One hundred forty-eight corneal grafts, representing 128 individuals, were included in the study. Baseline demographic data are detailed in Table 1 . The 148 grafts consisted of 102 PK procedures and 46 DALK procedures (25 DALKa and 21 DALKm), with mean ages at operation of 26.7 and 29.3 years, respectively. The mean ages ( P = .14) and ethnic ( P = .33) and gender ( P = .36) distributions between the 2 groups were not significantly different. The mean preoperative VA of eyes treated with PK (1.53 logMAR units) was significantly worse than those treated with DALK (1.13 logMAR units; P < .001).
|Primary Keratoplasty Type|
|Total (n = 148)||PK (n = 102)||DALK (n = 46)||P Value|
|Mean age (SD), yrs||27.3||26.7 (10.9)||29.3 (9.2)||.14 a|
|Women, no. (%)||50 (33.8)||32 (31.4)||18 (39.1)||.36 b|
|Race, no. (%)||.33 b|
|Chinese||51 (34.5)||37 (36.3)||14 (30.4)|
|Malay||29 (19.6)||17 (16.7)||12 (26.1)|
|Indian||57 (38.5)||42 (41.2)||15 (32.6)|
|Other||11 (7.4)||6 (5.9)||5 (10.9)|
|Preoperative visual acuity (logMAR)||1.4||1.53||1.13||< .001 a|
The decision tree used in the analysis is shown in Figure 1 . The various event incidences, seen as percentages underneath each branch, are derived from the incidences observed in the patient cohort. The DALK procedure resulted in better 1-year VA outcomes than PK did, with expected VAs of 0.24 and 0.27 logMAR, respectively, although the difference was not statistically significant ( P = .901). These VAs correlate with utility values of 0.81 for PK and 0.82 for DALK ( Table 2 ).
|Postoperative utility (at 1 year)||0.81||0.82|
|Utility gain (at 1 year)||0.25||0.26|
|QALYs gained over 20 years a||2.0||2.8|
The mean preoperative VA across the study population was 1.41, which corresponds to a utility of 0.56. The first postoperative year utility gains for PK and DALK compared with no surgical treatment therefore are 0.25 and 0.26, respectively. Because these utility gains are based on VA values that are not statistically different, the possibility that the 2 procedures result in equivalent utility gains in the first year cannot be ruled out.
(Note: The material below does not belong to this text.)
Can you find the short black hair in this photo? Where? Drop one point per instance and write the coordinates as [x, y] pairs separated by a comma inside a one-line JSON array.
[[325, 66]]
Summing the discounted expected annual utility gains over 20 years after taking graft failures into account, however, results in different total expected utilities, with 2.0 and 2.8 QALYs for PK and DALK, respectively ( Table 2 ).
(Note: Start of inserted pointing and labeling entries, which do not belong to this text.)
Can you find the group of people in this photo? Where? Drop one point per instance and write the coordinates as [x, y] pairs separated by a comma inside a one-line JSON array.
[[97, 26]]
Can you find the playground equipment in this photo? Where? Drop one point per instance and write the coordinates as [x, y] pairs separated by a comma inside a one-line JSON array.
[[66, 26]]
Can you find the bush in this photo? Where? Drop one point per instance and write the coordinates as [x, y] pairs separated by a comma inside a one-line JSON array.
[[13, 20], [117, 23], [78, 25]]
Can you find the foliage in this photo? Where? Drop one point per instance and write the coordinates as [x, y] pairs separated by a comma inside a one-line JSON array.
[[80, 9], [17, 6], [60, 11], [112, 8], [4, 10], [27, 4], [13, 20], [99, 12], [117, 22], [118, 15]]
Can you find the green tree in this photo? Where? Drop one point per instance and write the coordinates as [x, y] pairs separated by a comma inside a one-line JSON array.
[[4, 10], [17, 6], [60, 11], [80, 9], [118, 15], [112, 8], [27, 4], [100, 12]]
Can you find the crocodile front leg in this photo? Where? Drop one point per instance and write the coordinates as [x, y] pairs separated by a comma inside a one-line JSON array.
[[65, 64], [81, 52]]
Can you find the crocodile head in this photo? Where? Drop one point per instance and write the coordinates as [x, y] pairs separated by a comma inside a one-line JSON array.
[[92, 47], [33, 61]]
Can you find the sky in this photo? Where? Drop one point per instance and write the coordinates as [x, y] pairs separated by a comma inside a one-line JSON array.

Total costs for each of the procedures are detailed in Table 3 . The cost for PK and DALK are $6830 and $9440, respectively, with most of the difference stemming from higher costs because of longer operative time for DALK. Complication rates and the costs of treating those complications are detailed in Table 4 . The incidence weighted cost of treating complications associated with PK is $670, whereas the cost associated with DALK is $480. Adding the costs of the primary surgeries to the complications costs yields the total costs associated with each procedure. For PK, the total cost is $7500; for DALK, the total cost is $9920.